One possible objection to enforcing a six-month limitation period in actions to enforce an arbitration award is that one party may simply fail to comply with the award, hoping that six months will pass before an action is brought to enforce it. However, I would hold that a cause of action to enforce an arbitration award will normally not accrue on the date the award is issued, but at the time "it becomes evident that one of the parties is violating or ignoring the decision.” United Mine Workers of America, Dist 4 v Cyprus Emerald Resources Corp, 681 F Supp 271, 278 (WD Pa, 1988).

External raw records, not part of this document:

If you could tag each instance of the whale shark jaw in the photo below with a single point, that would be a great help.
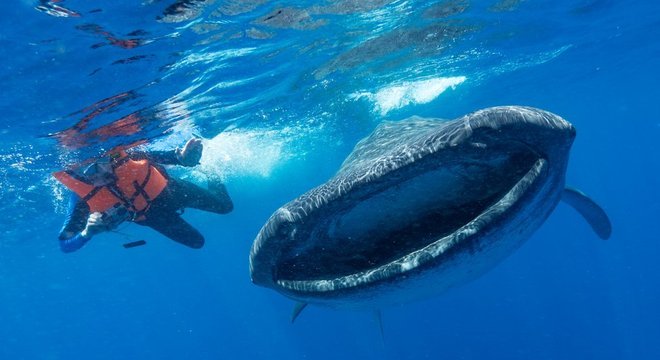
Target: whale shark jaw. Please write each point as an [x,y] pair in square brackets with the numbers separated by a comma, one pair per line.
[419,205]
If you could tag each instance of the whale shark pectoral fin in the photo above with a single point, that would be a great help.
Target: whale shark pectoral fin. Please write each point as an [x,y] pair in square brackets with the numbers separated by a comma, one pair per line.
[590,211]
[297,309]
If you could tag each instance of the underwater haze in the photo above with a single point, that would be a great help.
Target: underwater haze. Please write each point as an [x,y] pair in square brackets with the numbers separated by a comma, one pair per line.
[280,92]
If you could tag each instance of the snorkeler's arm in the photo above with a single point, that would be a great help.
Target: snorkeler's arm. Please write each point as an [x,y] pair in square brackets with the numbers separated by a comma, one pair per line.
[76,217]
[73,244]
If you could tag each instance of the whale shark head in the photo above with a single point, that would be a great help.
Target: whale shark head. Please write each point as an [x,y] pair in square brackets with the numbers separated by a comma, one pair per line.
[418,206]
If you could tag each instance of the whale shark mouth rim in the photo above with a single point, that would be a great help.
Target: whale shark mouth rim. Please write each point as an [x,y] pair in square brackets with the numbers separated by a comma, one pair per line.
[424,255]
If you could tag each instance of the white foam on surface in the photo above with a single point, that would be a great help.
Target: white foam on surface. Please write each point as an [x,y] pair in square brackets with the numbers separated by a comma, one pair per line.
[413,92]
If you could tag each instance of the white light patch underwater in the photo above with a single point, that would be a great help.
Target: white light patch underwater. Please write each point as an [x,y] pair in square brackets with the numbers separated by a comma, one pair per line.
[243,154]
[415,92]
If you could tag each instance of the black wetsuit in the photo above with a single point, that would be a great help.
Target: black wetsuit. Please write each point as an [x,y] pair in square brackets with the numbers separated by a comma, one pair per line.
[164,214]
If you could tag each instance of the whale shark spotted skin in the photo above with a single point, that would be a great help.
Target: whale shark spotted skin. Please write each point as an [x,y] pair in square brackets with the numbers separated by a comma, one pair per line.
[419,206]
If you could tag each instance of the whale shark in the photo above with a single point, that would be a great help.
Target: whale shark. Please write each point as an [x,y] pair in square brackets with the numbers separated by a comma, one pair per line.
[420,206]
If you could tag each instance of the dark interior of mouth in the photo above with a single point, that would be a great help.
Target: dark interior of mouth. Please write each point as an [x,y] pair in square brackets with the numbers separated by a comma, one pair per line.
[402,212]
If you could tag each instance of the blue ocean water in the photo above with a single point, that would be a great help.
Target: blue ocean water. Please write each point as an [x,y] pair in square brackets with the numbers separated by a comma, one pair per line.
[281,91]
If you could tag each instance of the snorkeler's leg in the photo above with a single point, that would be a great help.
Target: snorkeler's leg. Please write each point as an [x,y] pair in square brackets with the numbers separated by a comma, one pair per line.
[76,217]
[216,199]
[174,227]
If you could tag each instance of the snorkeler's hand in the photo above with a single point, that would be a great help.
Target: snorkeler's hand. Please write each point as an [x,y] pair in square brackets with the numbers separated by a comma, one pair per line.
[191,152]
[95,225]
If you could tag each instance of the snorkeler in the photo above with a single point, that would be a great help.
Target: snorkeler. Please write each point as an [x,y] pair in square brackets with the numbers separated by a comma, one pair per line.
[133,186]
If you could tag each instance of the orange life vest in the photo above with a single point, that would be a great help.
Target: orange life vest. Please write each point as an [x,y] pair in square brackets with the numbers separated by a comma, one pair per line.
[136,184]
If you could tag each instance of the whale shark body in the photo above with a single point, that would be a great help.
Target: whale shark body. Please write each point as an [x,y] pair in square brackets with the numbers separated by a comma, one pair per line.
[419,206]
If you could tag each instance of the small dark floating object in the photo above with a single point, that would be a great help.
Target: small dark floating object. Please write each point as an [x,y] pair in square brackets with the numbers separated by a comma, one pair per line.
[134,244]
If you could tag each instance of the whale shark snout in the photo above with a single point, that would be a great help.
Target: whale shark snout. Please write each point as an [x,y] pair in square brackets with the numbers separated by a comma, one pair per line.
[418,206]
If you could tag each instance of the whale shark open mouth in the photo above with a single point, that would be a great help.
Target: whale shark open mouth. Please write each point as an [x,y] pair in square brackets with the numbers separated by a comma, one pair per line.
[408,217]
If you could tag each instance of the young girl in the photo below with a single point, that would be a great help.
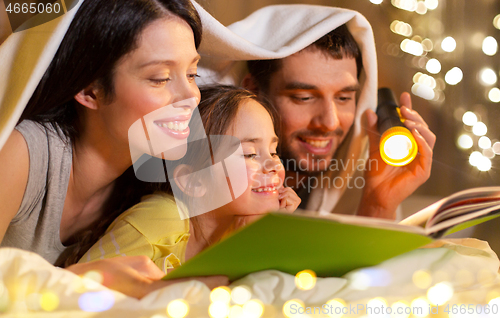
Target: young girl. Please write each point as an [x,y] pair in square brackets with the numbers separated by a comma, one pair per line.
[154,228]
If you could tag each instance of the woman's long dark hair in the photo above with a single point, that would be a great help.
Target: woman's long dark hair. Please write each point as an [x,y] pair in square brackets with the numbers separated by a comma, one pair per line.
[101,33]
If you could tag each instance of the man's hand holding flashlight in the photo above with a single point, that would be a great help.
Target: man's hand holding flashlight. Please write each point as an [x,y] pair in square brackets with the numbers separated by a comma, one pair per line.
[387,186]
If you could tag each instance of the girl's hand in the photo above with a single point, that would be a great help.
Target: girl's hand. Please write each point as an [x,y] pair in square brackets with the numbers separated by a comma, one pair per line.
[289,200]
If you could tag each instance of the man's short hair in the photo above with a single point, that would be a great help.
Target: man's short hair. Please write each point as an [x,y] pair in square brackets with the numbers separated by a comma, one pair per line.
[338,44]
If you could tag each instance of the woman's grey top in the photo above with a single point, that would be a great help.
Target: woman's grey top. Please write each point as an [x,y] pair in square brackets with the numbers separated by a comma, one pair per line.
[36,225]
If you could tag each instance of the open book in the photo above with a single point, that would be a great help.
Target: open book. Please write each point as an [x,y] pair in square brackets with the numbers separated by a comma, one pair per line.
[336,244]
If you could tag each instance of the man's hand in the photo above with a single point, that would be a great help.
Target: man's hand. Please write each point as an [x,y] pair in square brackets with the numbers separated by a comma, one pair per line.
[387,186]
[136,276]
[289,200]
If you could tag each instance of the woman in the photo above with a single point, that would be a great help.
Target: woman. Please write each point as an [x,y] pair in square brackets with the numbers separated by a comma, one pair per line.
[66,163]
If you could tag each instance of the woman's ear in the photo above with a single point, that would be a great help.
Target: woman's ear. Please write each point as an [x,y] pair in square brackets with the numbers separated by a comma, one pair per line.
[188,182]
[88,97]
[249,83]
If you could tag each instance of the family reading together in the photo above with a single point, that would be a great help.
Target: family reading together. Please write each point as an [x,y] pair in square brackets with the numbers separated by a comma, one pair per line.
[69,192]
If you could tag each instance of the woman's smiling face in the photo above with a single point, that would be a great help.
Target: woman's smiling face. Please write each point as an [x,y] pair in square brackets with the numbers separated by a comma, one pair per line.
[154,92]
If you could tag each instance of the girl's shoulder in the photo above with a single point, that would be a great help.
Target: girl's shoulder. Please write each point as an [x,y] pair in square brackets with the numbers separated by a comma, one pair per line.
[156,214]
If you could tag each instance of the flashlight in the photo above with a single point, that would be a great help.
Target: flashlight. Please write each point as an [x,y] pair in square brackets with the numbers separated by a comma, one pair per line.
[397,145]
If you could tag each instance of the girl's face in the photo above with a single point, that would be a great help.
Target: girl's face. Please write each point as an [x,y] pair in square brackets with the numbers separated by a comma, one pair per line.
[155,91]
[254,128]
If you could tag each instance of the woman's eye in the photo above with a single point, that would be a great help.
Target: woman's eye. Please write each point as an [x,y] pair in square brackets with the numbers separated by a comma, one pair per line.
[191,77]
[159,81]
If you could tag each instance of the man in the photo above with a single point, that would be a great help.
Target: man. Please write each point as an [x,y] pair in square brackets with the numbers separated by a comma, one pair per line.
[315,93]
[325,93]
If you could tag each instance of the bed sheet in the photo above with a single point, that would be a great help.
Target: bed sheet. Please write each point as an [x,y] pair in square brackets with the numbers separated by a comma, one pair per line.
[456,273]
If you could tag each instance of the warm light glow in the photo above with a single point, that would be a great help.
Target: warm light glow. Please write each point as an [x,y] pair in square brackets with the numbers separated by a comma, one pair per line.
[222,294]
[433,66]
[241,294]
[422,279]
[421,8]
[236,311]
[484,164]
[496,21]
[479,129]
[420,307]
[494,95]
[464,142]
[489,153]
[305,279]
[440,293]
[408,5]
[475,158]
[337,306]
[49,301]
[253,309]
[402,28]
[454,76]
[412,47]
[287,307]
[218,309]
[401,307]
[469,118]
[449,44]
[490,46]
[423,91]
[431,4]
[427,45]
[484,142]
[488,76]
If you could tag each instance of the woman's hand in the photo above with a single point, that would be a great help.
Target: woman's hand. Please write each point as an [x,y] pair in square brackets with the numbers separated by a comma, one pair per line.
[289,200]
[136,276]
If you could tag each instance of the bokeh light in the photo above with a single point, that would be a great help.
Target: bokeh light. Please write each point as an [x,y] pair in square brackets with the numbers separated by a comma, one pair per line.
[449,44]
[469,118]
[305,279]
[454,76]
[488,76]
[484,142]
[490,46]
[49,301]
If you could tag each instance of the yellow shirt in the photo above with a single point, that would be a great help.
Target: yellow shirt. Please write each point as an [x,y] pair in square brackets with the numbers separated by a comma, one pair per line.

In Walkerville, the panel adopted a six-month limitation period in an action to enforce a labor arbitration award, explaining that "[a] six-month period is part of pera; it effectuates the state’s express policy in favor of the prompt resolution of labor disputes in the public sector.” 165 Mich App 345. The panel also considered application of MCR 3.602(1), which provides a one-year limitation period for judicial confirmation of arbitration awards rendered under Chapter 50 of the Revised Judicature Act, MCL 600.5001 et seq.; MSA 27A.5001 et seq. *17165 Mich App 344. However, the panel found MCR 3.602 inapplicable because the Legislature has provided that chapter 50 "shall not apply to collective contracts between employers and employees or associations of employees in respect to terms or conditions of employment.” MCL 600.5001(3); MSA 27A.5001(3). See also Badon v General Motors Corp, 679 F2d 93, 98-99 (CA 6, 1982).
Cf. Schneider v Fox, 73 Mich App 595, 597; 252 NW2d 530 (1977).